When a group of wealthy and prominent Israelis (a group which includes the CEOs of major companies) show up on captured computer files as being the secret financial backers of al Queda (go google the "Golden Chain"), then maybe we'll attack Israelis

Until then, forget it

Baron Bodissey said...

nmd7 --

No, I won't. The postulated equivalency between Israel and the Saudis is spurious and pernicious.

When Jews swear to kill or enslave anyone who doesn't convert to Judaism, and when they kill people who convert out of Judaism, then maybe I'll consider it.

Baron Bodissey said...

By the way --

The above comment is NOT an invitation to convert this thread into yet another Jew-hating festival.

Further comments about Jews are off-topic. I'll close the thread to comments if y'all can't control yourselves.

Damon said...

This hasn't been huge news here in Oz, mostly because it doesn't surprise people.
Remember the "uncovered meat" Taj El-Din Hilaly?
http://en.wikipedia.org/wiki/Taj_El-Din_Hilaly

Most thinking people here _assume_ the vocal Islamic clerics are either under the pay of Saudi Wahhabists, or are freelance jihadists, or even wanna-be Osama bin-Ladens (David Hicks).

The feeling I get "on the ground" here in Oz is that nobody really believes the "official" multi-culti propanda.

Stephen J Carter said...

nmd7 is almost certainly British. As a Canadian, I've become inured to British kneejerk anti-Semitism. It almost inevitably crops up in conversations with Britons. I read recently how in 2004 44% of Americans felt they could trust the British as allies. Their statistic apparently declined to just 17% in a comparable 2007 survey.

Proud Infidel said...

The whole Wahabbism thing is a red herring. Intolerance is generic and genetic to Islam, Wahabbism is just another brand of it.

And the Saudis don't have to tell the Imans what to preach. The Koran, Sunnas and Hadiths take care of that.

spackle said...

According to nmd7s profile he/she is involved in "government" in Somalia.
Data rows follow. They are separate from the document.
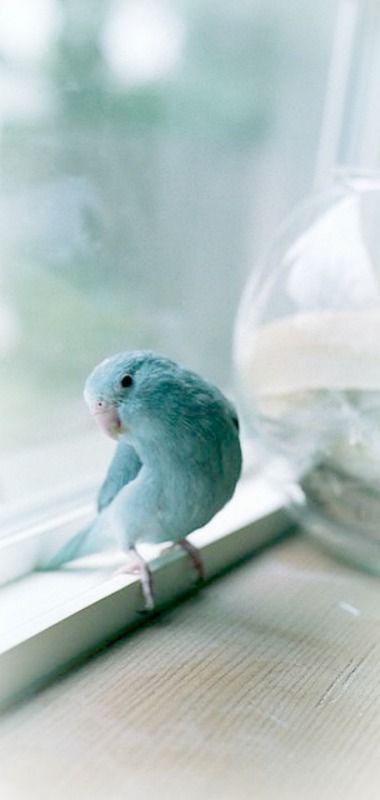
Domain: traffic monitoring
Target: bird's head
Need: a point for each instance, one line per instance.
(121, 391)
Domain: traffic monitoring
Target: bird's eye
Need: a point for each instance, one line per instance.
(126, 381)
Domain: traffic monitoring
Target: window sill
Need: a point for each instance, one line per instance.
(91, 607)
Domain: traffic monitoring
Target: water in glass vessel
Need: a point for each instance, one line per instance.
(307, 351)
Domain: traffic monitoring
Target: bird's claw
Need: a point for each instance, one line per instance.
(139, 567)
(195, 558)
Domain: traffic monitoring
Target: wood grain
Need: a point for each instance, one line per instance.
(265, 685)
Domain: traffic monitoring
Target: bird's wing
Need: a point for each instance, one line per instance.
(124, 467)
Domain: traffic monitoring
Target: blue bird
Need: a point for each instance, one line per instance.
(176, 464)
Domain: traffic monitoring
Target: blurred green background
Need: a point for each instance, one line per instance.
(148, 152)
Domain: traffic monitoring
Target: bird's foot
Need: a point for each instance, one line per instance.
(195, 558)
(137, 566)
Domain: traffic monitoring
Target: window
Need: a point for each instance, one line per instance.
(149, 150)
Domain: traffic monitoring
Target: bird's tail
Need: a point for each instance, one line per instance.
(90, 540)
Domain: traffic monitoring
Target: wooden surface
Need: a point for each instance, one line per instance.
(265, 685)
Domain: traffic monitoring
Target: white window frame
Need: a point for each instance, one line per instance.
(36, 649)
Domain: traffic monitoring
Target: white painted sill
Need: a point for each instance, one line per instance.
(50, 620)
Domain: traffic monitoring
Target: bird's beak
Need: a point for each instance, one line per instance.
(107, 417)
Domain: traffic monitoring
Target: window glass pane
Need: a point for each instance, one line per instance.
(148, 150)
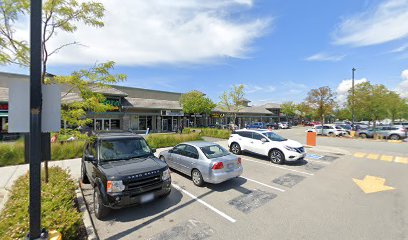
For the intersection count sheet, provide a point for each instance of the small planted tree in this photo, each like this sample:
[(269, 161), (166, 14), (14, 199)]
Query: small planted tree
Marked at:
[(232, 101), (196, 102), (321, 101)]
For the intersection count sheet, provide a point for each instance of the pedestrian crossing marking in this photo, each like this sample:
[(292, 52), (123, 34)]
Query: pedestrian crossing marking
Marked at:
[(360, 155), (403, 160), (386, 158), (372, 156)]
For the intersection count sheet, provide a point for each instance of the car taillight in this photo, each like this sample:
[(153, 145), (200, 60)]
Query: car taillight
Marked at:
[(218, 165)]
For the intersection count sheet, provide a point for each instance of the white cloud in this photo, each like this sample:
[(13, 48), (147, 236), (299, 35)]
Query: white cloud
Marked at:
[(384, 23), (139, 32), (344, 87), (323, 57), (402, 87)]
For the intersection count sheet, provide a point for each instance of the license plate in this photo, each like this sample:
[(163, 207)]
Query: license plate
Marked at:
[(147, 198)]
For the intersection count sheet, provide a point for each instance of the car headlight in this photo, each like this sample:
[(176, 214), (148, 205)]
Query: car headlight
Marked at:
[(290, 148), (115, 186), (166, 174)]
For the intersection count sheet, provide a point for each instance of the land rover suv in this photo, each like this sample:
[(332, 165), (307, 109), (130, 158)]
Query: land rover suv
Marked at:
[(123, 171)]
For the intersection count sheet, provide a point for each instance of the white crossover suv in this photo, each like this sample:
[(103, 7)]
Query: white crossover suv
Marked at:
[(266, 143)]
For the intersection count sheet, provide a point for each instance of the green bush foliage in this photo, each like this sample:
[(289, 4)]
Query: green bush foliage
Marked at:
[(13, 153), (168, 140), (59, 211)]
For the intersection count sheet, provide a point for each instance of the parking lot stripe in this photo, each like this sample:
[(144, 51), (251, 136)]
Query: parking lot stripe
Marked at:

Draw your own conclusions.

Nilk said...

I've yet to see anything about this in the Muslim Village forums, but I suspect they would be gnashing their teeth and tearing their hair in the private sections of their board.

Richard Kerbaj is doing some remarkable work exposing the inner workings of the islamic movement in Oz, and certainly upsets quite a few of our homegrowns.

I attended a speech by Walid Aly the other night with a few other local anti-jihadis, and the stench of dhimmitude was sickening.

However.... there are small signs - such as the woman who took two minutes to ask whether it wouldn't be better for us to have homegrown imams in the mosques rather than Saudi-bred and funded ones.

Political correctness is dreadful to watch in action when you can't even ask a straight question, and Damon is correct - the general aussie on the ground is not a fan of multiculturalism. Far from it.